2.36      Instead, ICN proposed that under any approved plan the Authority should require the plan owner to publish all available and open contracts on a public, online web portal together with a statement detailing the successful tenderer once the contract has been awarded. It argued that the Authority should be charged with the requirement to observe, during the reporting period, the publication of these contracts and winning tenderers and to use these observations to ensure plan owners are in compliance with their approved AIP plans.[35] This position was endorsed by the AWU-AMWU in its submission.[36]

2.37      In a similar vein, the Australian Steel Institute argued that:

We would prefer if compliance reporting was at minimum every three months. This would allow for the updates on engineering, design, methodology etc and provide a better chance for local industry to be aware of the relevant information and participate in the project.[37]

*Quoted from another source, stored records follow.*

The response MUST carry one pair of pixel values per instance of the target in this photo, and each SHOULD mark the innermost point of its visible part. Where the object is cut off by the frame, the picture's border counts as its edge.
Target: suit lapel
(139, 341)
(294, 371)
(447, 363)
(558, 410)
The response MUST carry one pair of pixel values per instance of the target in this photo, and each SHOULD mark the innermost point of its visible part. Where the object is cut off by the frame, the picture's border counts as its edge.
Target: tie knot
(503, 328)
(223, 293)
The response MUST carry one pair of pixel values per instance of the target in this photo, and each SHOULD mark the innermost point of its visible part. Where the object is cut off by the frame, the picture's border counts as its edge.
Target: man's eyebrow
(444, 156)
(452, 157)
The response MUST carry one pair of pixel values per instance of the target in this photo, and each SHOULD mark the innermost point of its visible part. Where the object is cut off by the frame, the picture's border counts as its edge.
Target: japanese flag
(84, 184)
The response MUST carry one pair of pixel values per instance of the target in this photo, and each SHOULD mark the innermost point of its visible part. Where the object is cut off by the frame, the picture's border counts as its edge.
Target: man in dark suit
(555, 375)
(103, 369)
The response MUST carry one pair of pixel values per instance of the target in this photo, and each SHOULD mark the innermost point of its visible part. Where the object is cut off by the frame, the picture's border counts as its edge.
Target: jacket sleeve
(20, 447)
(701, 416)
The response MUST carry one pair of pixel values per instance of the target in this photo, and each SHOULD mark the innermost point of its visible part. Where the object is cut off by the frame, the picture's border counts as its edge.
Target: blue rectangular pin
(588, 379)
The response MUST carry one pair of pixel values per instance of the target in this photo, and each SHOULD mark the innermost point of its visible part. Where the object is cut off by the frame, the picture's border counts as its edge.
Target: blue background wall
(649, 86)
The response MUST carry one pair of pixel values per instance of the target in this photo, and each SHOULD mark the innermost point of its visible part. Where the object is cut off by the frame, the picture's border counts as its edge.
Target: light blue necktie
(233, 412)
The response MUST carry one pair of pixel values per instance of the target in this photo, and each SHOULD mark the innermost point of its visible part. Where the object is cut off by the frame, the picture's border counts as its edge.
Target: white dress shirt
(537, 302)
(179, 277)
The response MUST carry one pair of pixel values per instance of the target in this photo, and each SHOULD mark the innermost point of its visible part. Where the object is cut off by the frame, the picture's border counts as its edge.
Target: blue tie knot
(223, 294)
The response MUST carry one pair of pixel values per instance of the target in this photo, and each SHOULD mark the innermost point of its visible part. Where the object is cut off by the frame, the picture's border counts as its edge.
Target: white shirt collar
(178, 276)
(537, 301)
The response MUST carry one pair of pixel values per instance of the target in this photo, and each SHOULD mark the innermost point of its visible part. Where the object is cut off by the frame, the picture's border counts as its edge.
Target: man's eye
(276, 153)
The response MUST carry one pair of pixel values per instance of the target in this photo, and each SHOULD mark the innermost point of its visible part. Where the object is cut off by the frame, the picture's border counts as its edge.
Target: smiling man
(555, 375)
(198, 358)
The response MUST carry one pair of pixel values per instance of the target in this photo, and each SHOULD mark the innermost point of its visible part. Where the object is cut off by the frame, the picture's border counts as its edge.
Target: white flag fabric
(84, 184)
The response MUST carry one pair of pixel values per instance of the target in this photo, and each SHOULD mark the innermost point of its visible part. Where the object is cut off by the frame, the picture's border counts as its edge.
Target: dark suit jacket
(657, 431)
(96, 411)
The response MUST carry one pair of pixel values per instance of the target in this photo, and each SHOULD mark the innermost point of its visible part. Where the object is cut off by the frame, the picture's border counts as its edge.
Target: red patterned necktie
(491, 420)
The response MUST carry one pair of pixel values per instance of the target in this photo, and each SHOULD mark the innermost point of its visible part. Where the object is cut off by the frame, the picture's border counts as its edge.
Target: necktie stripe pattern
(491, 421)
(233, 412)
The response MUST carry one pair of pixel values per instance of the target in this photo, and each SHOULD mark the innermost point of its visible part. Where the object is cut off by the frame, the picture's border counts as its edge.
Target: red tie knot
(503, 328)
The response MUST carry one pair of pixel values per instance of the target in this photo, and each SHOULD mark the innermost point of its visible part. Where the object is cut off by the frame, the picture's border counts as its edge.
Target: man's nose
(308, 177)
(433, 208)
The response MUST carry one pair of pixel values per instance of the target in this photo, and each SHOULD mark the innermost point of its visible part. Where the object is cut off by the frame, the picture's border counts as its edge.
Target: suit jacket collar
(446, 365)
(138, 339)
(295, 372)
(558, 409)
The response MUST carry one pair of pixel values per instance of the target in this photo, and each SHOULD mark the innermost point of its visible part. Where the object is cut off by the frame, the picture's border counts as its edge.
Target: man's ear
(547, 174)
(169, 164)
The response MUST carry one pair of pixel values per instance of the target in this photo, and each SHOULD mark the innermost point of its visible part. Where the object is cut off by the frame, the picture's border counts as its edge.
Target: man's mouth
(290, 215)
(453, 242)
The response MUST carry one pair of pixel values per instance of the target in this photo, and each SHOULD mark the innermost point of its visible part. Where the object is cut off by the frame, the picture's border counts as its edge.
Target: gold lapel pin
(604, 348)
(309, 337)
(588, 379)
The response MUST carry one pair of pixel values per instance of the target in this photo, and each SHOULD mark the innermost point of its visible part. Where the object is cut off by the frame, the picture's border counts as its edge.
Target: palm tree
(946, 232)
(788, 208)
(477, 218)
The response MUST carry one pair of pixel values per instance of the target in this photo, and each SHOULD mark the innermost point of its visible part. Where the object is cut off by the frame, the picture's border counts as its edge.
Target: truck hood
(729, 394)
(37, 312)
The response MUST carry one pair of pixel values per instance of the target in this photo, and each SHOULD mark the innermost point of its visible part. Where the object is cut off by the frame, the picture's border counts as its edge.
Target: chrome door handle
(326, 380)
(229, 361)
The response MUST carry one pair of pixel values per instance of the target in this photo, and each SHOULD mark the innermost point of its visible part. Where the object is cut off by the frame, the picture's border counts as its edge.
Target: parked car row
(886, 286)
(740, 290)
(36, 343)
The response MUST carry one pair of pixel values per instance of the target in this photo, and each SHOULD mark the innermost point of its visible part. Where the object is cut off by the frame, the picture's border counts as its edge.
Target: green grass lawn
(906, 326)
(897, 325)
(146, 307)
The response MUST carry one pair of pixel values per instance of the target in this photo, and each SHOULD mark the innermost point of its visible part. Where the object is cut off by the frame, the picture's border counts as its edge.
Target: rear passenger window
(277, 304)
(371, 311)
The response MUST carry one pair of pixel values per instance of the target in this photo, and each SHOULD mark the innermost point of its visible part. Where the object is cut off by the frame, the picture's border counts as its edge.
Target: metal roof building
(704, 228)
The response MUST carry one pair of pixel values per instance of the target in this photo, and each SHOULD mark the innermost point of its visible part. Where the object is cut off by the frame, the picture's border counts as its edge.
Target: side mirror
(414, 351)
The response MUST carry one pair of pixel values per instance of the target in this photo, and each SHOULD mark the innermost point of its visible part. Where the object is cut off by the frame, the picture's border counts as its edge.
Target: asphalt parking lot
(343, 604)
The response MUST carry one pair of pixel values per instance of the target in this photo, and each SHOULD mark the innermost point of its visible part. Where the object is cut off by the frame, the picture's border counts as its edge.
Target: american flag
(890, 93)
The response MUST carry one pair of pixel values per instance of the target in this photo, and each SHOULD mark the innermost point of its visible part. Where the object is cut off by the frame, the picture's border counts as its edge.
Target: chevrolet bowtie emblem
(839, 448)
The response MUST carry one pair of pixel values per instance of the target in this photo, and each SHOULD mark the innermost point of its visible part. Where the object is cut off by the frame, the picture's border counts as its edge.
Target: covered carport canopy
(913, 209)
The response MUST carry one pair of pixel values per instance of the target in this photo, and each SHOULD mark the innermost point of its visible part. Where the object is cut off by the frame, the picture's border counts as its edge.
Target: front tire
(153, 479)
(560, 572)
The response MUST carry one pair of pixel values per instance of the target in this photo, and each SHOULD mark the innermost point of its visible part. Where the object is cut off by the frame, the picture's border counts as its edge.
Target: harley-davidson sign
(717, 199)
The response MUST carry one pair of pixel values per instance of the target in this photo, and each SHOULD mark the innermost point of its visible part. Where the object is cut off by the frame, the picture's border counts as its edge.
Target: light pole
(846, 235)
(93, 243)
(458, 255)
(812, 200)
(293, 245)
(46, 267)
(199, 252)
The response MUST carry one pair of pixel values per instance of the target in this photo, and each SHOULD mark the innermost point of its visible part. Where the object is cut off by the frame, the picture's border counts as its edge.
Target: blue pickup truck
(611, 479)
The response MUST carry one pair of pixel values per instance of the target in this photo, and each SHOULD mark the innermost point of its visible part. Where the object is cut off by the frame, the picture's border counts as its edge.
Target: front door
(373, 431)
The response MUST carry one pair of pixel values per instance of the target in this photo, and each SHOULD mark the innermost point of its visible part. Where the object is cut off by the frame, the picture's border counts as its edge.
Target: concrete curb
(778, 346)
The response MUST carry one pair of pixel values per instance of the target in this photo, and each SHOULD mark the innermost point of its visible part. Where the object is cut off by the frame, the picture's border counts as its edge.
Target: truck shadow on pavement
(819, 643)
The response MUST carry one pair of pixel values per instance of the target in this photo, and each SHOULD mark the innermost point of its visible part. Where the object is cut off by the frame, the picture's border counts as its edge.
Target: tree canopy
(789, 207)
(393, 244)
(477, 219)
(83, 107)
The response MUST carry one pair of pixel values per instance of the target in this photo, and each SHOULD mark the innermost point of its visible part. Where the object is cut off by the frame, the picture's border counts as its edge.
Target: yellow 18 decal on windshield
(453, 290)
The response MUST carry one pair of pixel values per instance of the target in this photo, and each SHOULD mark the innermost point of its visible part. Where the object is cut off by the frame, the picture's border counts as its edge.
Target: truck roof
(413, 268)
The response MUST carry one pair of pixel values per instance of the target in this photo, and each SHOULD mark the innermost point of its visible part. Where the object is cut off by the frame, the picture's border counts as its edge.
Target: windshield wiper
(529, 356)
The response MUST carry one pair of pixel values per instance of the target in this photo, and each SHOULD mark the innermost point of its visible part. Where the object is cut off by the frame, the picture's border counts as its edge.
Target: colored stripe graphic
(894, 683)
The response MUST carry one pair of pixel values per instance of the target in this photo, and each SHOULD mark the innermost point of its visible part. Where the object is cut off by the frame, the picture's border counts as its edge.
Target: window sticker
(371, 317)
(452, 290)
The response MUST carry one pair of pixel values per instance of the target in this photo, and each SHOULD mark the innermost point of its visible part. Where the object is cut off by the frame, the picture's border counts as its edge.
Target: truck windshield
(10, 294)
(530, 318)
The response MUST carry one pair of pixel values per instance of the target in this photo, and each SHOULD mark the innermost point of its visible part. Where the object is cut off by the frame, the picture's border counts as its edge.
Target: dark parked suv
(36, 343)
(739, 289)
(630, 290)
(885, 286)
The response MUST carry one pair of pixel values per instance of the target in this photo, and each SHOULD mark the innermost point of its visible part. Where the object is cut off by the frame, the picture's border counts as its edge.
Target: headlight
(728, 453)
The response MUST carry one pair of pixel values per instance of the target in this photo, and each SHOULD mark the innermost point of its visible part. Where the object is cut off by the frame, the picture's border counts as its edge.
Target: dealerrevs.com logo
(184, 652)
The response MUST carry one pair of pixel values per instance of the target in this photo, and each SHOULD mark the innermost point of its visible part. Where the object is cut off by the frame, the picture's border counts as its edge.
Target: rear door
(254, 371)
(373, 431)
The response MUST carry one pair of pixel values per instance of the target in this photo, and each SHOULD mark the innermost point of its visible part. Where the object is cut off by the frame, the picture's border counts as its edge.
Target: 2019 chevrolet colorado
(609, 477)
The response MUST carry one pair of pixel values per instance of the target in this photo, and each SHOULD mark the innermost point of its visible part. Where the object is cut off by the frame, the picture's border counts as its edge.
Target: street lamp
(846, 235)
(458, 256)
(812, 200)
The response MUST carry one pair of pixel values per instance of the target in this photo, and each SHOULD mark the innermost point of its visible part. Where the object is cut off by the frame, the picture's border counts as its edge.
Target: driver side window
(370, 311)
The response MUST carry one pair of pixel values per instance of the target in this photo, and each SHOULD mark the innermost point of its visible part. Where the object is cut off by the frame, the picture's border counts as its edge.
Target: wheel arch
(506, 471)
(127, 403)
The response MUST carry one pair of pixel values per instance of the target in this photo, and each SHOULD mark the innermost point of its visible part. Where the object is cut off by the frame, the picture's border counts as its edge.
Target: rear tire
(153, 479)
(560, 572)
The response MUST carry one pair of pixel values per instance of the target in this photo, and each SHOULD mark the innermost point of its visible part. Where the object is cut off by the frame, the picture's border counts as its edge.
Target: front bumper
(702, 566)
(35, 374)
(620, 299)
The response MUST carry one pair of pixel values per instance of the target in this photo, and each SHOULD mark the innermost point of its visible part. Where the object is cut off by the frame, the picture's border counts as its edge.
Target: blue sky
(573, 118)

Complexity of the Exposure draft bill

2.38      Several submitters expressed concern at the complexity of the Exposure Draft bill. CCI WA, for example, noted that there are 'a number of passages that are complex and potentially onerous for business to implement'. It identified the rules governing the primary and secondary obligations under the AIP plan rules (sections 35, 36, 38 and 39) and the requirements to report on compliance with the AIPP (sections 24–28) as requiring significant additional work and capital investment by project proponents.[38]

Governance arrangements

2.39      There were some concerns raised by submitters with the specific governance arrangements proposed in the Exposure Draft. ICN, for example, argued that the proposed Advisory Board, under section 85 of the bill, has 'significant limitations'. Specifically, ICN claimed that the Advisory Board's proposed role of advising the AIP Authority on performance, if requested, is inadequate.

Rather:

A strong governance model which monitors performance, sets strategies and ensures best practice outcomes would be instrumental in achieving the purpose of the proposed Legislation. The governance model as proposed is unlikely to achieve those aims. ICN recommends a formal board structure with overall responsibility for the performance of the Authority. Should this be not an available option within an Authority structure then ICN recommends that a structure be adopted which does provide for an independent and accountable board.[39]

2.40      The AMWU-AWU submission proposed changes to 'the composition of the board so that it consists of at least five members and not more than seven (as opposed to the current draft legislation where a minimum of two and maximum of four members is proposed).'[40]

Committee view

2.41      It is the committee's view that the draft Australian Jobs Bill 2013 will be good for Australian businesses, helping them access Australia's strong pipeline of major projects. The legislation will help ensure Australian manufacturing, construction and service businesses are fairly considered for all projects. The combination of a requirement to develop Australian Industry Participation Plans for all projects with a capital expenditure of $500 million or more, and the establishment of the new Australian Industry Participation Authority to ensure compliance with the new legislation, represents an effective way to help Australian businesses win work on large domestic projects and in global supply chains.

2.42      The concerns of the handful of submitters about elements of the draft legislation have been noted by the committee. The committee, however, is convinced that the consultation process outlined in the Decision Regulation Impact Statement was robust and that the legislation as drafted reflects those consultations.

Recommendation 1

2.43      The committee recommends that the Australian Jobs Bill 2013 be introduced into the parliament.